This publication defines cancer using the International Statistical Classification of Diseases, 10th Revision (ICD-10).
Adult cancer patients often die from causes unrelated to their cancer diagnosis. To show only the effect of cancer deaths on survival, adult survival estimates are net survival estimates. Net survival estimates compare the survival of cancer patients with that of the general population.
Childhood cancer survival estimates are overall survival estimates. Comparisons to the general population are not needed for childhood cancer patients. This is because death of a child within 10 years of a cancer diagnosis is almost always due to their cancer diagnosis.
The datasets present age-standardised estimates for adults by gender, stage and deprivation quintile and childhood cancer. Age-standardisation allows comparisons between population groups and over time. To age-standardise, the adult estimates use the International Cancer Survival Standard weightings with 5 age groups. The childhood estimates are age-standardised by giving equal weight to each age group (0 to 4, 5 to 9 and 10 to 14 years). All age groups must pass robustness tests to present an age-standardised estimate.
If estimates fail the quality tests for more than 2 of the 5 age groups or 2 non-adjacent age groups, it is not possible to present age-standardised estimates. If a single age group or 2 adjacent age groups fail the quality tests, a combined age group is formed with an adjacent age group. The combined age group is re-tested for statistical quality. If the statistical quality tests are now passed, an age-standardised estimate using 4 age groups may be presented.
Using net survival methods, survival greater than 100% can occur if the survival experience in cancer patients is greater than the survival experience of the general population. For example, a high proportion of breast cancers are screen-detected and women who attend screening have on average better health status, therefore are less likely to die from non-cancer causes than the general population.
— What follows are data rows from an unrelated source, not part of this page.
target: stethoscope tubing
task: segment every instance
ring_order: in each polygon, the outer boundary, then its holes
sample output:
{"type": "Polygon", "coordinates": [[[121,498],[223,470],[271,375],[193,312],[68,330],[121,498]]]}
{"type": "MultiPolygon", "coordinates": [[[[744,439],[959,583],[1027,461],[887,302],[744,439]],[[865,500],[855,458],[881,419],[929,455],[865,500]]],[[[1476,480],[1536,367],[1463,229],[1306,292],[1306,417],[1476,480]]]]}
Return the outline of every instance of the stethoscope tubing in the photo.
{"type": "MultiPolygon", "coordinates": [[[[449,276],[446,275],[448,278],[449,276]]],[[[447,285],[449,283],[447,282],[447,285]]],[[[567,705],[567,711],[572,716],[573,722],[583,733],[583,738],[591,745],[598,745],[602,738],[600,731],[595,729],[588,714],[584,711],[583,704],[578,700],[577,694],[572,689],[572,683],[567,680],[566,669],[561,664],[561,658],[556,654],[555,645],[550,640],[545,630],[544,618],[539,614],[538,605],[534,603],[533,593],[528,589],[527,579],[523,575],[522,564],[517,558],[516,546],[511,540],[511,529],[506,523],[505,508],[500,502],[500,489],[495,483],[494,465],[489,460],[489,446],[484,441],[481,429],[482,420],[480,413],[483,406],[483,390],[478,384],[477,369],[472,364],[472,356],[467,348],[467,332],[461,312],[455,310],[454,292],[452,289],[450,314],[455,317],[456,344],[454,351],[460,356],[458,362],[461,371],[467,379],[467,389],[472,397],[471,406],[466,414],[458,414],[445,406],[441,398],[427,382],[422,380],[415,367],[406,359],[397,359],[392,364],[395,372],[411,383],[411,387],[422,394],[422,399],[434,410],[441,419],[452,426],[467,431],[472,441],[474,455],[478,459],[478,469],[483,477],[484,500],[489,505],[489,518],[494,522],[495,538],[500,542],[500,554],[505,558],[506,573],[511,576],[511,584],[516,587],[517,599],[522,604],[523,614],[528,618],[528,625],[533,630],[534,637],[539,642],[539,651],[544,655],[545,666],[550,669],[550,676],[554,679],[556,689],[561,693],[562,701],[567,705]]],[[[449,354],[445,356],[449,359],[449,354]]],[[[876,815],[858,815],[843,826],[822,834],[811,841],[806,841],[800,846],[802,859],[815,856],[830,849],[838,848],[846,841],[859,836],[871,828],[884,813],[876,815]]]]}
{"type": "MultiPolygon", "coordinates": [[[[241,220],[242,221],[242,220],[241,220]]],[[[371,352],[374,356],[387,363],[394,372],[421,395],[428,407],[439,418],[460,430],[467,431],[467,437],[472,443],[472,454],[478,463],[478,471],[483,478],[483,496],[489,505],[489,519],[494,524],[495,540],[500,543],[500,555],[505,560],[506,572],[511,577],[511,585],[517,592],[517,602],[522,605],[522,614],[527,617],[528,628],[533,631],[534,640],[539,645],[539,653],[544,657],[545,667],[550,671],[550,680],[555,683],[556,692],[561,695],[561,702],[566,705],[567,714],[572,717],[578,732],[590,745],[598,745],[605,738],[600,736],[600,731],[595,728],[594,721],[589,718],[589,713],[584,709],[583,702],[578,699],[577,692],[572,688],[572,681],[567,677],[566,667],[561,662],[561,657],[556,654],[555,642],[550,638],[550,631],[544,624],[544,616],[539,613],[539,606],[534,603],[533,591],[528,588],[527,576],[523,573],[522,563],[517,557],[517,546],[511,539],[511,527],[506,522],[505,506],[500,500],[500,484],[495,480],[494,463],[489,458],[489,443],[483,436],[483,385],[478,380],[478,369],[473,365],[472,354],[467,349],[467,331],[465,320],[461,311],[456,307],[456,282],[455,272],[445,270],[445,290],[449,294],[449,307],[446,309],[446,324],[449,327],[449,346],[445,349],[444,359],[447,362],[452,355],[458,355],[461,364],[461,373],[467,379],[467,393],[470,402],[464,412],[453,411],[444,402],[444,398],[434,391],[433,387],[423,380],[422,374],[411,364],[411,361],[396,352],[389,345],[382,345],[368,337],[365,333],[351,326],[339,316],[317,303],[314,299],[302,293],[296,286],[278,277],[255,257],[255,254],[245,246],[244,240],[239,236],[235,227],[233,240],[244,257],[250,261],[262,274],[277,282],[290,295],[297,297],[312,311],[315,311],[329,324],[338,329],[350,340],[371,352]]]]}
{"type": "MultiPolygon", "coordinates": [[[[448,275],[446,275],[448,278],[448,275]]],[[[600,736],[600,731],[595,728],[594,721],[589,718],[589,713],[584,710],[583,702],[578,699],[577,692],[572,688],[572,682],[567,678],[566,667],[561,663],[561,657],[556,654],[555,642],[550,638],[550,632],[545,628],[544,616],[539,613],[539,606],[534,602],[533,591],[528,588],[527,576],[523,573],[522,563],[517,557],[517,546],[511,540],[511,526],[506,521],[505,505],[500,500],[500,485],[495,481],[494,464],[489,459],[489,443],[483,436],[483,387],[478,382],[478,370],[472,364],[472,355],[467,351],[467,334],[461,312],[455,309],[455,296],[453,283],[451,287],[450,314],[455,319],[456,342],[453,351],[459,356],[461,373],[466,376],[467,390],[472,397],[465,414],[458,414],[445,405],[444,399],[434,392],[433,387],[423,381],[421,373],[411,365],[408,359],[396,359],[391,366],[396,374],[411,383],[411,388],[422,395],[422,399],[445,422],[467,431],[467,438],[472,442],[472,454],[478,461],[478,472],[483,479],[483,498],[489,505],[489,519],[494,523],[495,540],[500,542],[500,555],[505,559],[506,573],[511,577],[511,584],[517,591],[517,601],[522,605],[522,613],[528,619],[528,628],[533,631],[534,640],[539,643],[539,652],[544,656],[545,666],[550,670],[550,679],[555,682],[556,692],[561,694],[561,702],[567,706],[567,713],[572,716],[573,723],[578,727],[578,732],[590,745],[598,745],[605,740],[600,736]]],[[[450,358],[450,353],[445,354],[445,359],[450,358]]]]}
The datasets also present confidence intervals at the 95% level. A confidence interval is a range of values that is used to quantify the imprecision in the estimate of an indicator. A wider confidence interval shows that the indicator value presented is likely to be a less precise estimate of the true underlying value.
The Cancer survival methodology documentation has more details on the methods used. A detailed impact paper of methodology changes for cancer survival accompanies this release.